😎

Dockerイメージに含まれているデータを抽出する

2022/03/05に公開約2,300字

Dockerのイメージからデータを抽出したいといった場合にどのようにすれば良いか調べてみました。

基本的にDockerのコンテナが動いている場合は、コンテナからホスト側にcpコマンドで持ってくるのが早いと思います。
コンテナをすぐに動かせない場合や、コンテナに入っているデータを丸っと持ってきたいんだといった場合にこの記事が参考になればと思います。

早速下記のDockerイメージを利用してデータを抽出してみたいと思います。

https://hub.docker.com/r/yngu/demo-docker-simple-image

イメージの元となったソースリポジトリは下記になります。

https://github.com/ynug/demo-docker-simple-image/tree/1.0

まずは、下記のコマンドでイメージを取得します。
docker pull yngu/demo-docker-simple-image:1.0

イメージが取得できたら試しに下記のコマンドで実行してみましょう。
docker run --rm yngu/demo-docker-simple-image:1.0

実行すると、Hello Wrold!と表示されます。

イメージからデータを取り出すコマンドは下記になります。
tarファイルで出力されるので、拡張子はtarにすることをお勧めします。
docker save -o <出力ファイル名> <IMAGE_ID>
今回の場合だと下記のコマンドを実行します。
docker save -o hello-image-extraction.tar yngu/demo-docker-simple-image:1.0

出力されたtarファイルを展開すると各Layerのフォルダが表示されます。
各Layerフォルダ内にlayer.tarという物が存在していて、これを展開するとファイルを抽出出来ます。

この記事では、Dockerイメージの構造については割愛しますが、下記の記事などがわかりやすいかと思います。
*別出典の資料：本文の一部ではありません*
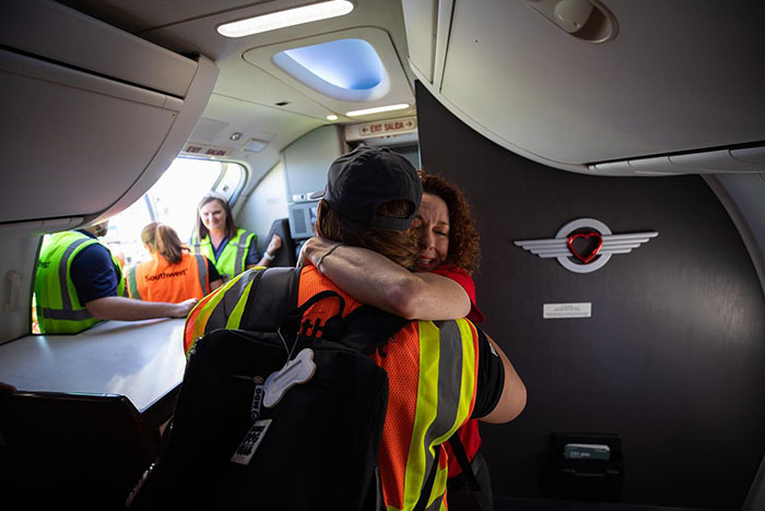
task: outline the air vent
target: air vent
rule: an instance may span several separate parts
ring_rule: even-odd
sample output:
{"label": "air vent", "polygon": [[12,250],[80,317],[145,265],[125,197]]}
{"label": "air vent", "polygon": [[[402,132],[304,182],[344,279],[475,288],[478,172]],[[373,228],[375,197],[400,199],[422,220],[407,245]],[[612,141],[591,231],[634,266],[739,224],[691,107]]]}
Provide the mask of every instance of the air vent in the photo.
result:
{"label": "air vent", "polygon": [[526,0],[555,26],[588,43],[616,37],[616,17],[598,0]]}

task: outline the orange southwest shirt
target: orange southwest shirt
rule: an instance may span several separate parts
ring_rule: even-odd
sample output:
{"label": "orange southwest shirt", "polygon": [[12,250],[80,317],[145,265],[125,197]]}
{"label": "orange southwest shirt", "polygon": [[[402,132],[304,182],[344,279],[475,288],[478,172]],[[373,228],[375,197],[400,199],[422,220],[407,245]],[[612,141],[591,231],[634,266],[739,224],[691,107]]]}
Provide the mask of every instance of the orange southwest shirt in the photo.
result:
{"label": "orange southwest shirt", "polygon": [[207,259],[188,252],[177,264],[155,253],[150,261],[129,269],[126,280],[130,297],[144,301],[178,304],[189,298],[201,300],[210,293]]}

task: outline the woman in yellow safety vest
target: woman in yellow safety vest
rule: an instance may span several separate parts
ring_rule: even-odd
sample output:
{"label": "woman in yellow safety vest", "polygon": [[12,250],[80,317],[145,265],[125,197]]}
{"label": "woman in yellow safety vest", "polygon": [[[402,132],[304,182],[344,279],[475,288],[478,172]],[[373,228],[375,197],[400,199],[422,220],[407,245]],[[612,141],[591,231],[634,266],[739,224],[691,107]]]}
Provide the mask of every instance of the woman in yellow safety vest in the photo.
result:
{"label": "woman in yellow safety vest", "polygon": [[197,227],[191,238],[196,253],[208,258],[224,282],[255,266],[268,266],[282,247],[282,238],[273,235],[262,258],[258,253],[255,233],[239,229],[226,199],[209,192],[197,206]]}
{"label": "woman in yellow safety vest", "polygon": [[152,259],[128,270],[131,298],[172,304],[188,298],[201,300],[223,284],[210,260],[190,253],[173,227],[152,222],[141,230],[141,241]]}

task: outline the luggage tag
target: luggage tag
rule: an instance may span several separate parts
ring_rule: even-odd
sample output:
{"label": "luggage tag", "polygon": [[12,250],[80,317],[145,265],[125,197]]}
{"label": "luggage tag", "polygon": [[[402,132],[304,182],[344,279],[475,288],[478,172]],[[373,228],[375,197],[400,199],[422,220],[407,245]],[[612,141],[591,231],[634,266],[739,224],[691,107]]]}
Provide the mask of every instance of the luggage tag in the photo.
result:
{"label": "luggage tag", "polygon": [[283,368],[272,372],[263,383],[263,405],[272,408],[281,401],[286,391],[298,383],[310,380],[316,372],[314,350],[303,348],[292,360],[287,360]]}
{"label": "luggage tag", "polygon": [[305,383],[310,380],[316,372],[316,364],[314,363],[314,350],[303,348],[295,358],[289,360],[283,368],[272,372],[266,382],[261,385],[256,377],[255,394],[252,395],[252,405],[250,407],[250,417],[255,423],[245,435],[245,438],[236,448],[236,452],[231,456],[231,461],[239,465],[248,465],[255,451],[257,451],[260,442],[262,442],[272,419],[258,420],[260,416],[260,404],[271,408],[279,403],[284,393],[298,383]]}

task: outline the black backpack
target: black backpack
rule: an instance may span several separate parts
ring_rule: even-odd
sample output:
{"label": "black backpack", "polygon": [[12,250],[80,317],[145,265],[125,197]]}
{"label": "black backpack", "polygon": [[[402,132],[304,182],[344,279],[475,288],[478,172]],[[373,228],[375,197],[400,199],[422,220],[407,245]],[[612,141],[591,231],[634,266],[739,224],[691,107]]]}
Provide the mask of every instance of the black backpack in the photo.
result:
{"label": "black backpack", "polygon": [[[299,269],[261,271],[240,330],[196,342],[166,443],[129,508],[385,508],[377,454],[388,377],[368,355],[384,354],[409,321],[368,306],[342,319],[345,304],[334,292],[295,308],[298,278]],[[304,321],[304,311],[325,299],[338,300],[340,312],[325,324]],[[311,355],[313,376],[280,393],[310,372]],[[287,357],[290,369],[276,372]]]}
https://qiita.com/zembutsu/items/24558f9d0d254e33088f

さて、各Layerのフォルダが表示されたのは良いですが、フォルダ名からどんなことをしているか推測できません。
そこで、diveというDockerイメージの構造を確認するソフトを利用します。

https://github.com/wagoodman/dive

現状では、表示されるコマンドが長くなった場合に折り返しされず見切れてしまいます。
Add option to wrap long commands - Layer Details
コマンドだけ見たいといった場合は、下記のコマンドで一覧を確認することが出来ます。
docker history --no-trunc yngu/demo-docker-simple-image:1.0

diveを利用してイメージを確認するには、下記のコマンドを実行します。
dive <IMAGE_ID>
今回の場合だと下記のコマンドを実行します。
dive yngu/demo-docker-simple-image:1.0

そうすると下記の画像のような画面が表示されるかと思います。

  • 画面左上 Layers:
    レイヤの一覧が表示され、変更内容を確認したいレイヤに移動できる
  • 画面左中 Layer Details:
    Layersでフォーカスされているレイヤでなにを実行しているかを表示
    ここのID名が展開したLayerのフォルダ名になっている
  • 画面左下 Image Details:
    イメージ全体の情報を表示
  • 画面右 Current Layer Contents:
    Layersで指定したレイヤーに含まれているファイルツリーをサイズと共に表示

せっかくなので、ここではHello Wrold!と表示しているスクリプトを取り出してみたいと思います。
自分が作ったイメージでない場合、LayersのコマンドとCurrent Layer Contentsに表示される変更されたファイルからあたりをつけていくことになります。
今回は、Layers43 B COPY app /app # buildkit行がアプリをコピーしている感じがするので、フォーカスしてみてCurrent Layer Contentsで変更を確認してみます。
すると、app/hello.jsが追加されいることが確認できます。

ここまで来れば、Layer DetailsIDの値を記憶して展開してみます。
実際にhello.jsが取り出せたのが分かるかと思います。